As defined by The Independent, this is a type of lock-in non-monopoly (technology only), collectively (at the community level):

Locking technology is the idea that the more people adopt a particular technology, the less likely users are to switch.

Example:

  • The prevalence of QWERTY keyboard layouts that are constantly being said to be caused by locking technology.
  • Carbon locking is the theory that people are becoming dependent on carbon-intensive technology, hindering commercialization of renewable energy.
  • Changing one lossy file format to another creates a loss of quality generation. This applies to switching costs. Therefore, if the valuable content is encoded in the format, this creates the need for continued compatibility with it.

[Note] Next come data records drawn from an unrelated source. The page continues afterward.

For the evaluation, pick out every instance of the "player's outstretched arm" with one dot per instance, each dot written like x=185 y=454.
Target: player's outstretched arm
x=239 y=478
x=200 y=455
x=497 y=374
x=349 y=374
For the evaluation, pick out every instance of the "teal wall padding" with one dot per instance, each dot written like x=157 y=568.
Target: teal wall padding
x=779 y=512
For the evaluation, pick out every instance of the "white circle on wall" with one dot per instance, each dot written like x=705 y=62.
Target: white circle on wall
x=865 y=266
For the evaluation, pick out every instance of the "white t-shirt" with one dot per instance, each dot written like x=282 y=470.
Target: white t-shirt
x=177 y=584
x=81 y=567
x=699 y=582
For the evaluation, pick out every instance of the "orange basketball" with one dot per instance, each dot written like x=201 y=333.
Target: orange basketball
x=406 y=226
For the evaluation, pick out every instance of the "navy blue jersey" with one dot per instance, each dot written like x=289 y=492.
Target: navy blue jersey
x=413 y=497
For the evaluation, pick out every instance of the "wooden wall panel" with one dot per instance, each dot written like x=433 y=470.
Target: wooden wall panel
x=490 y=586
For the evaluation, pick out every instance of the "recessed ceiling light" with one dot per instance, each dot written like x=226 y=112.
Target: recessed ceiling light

Personal technology add-on

The key-in technology, as defined, is strictly of the collective type. However, personal variants are also likely to permutate the variations shown in the table, but without monopoly and no collectivity, is expected to be the weakest key. Personal equivalent example:

  • Someone who has advanced on a QWERTY keyboard will have an incentive to continue using the QWERTY keyboard.
  • A car owner has an incentive to use their car, because using a car is a bargain compared to the total cost of car ownership; The car was said to be a charred charge.
  • Someone who has ripped their CD collection to MP3 will have the urge to choose audio equipment that supports this format; and vice versa, for reasons of personal investment, has an incentive to continue to tear into this format.
  • A person who has most of their multimedia equipment connected to HDMI will tend to look for HDMI compatibility to all their other multimedia-capable equipment (although this is a much worse lock-in case than the one above, since the wide availability of the adapter which can be used to connect HDMI equipment to/from - for example - DVI or DisplayPort equipment).

Locking collective vendors

There is a locked situation that is monopolistic and collective. Having the worst of both worlds, it can be very difficult to escape - in many instances, the cost of resisting creates some degree of isolation from (socially dominating technology in) society, which can be socially costly, but the direct competition with the vendor's dominant is hindered by compatibility.

As one blogger puts it:

If I stop using Skype, I will lose contact with many people, because it is not possible to get them all changed to [other] software .

While MP3 is now patent-free, in 2001 it was patented and deeply rooted, as noted by Richard Stallman that year (in justifying the liberal license for Ogg Vorbis):

there is (...) the danger that people will stay in MP3 format even though it is patented, and we will not be * allowed * to write free encoders for the most popular formats. (...) Usually, if someone decides not to use a copyleft program because the license is not fun, it does not belong to us. But if he rejects Ogg/Vorbis code for licensing, and using MP3s instead, then the issue lies behind us - because continuous MP3 usage can help MP3 to become and stay rooted.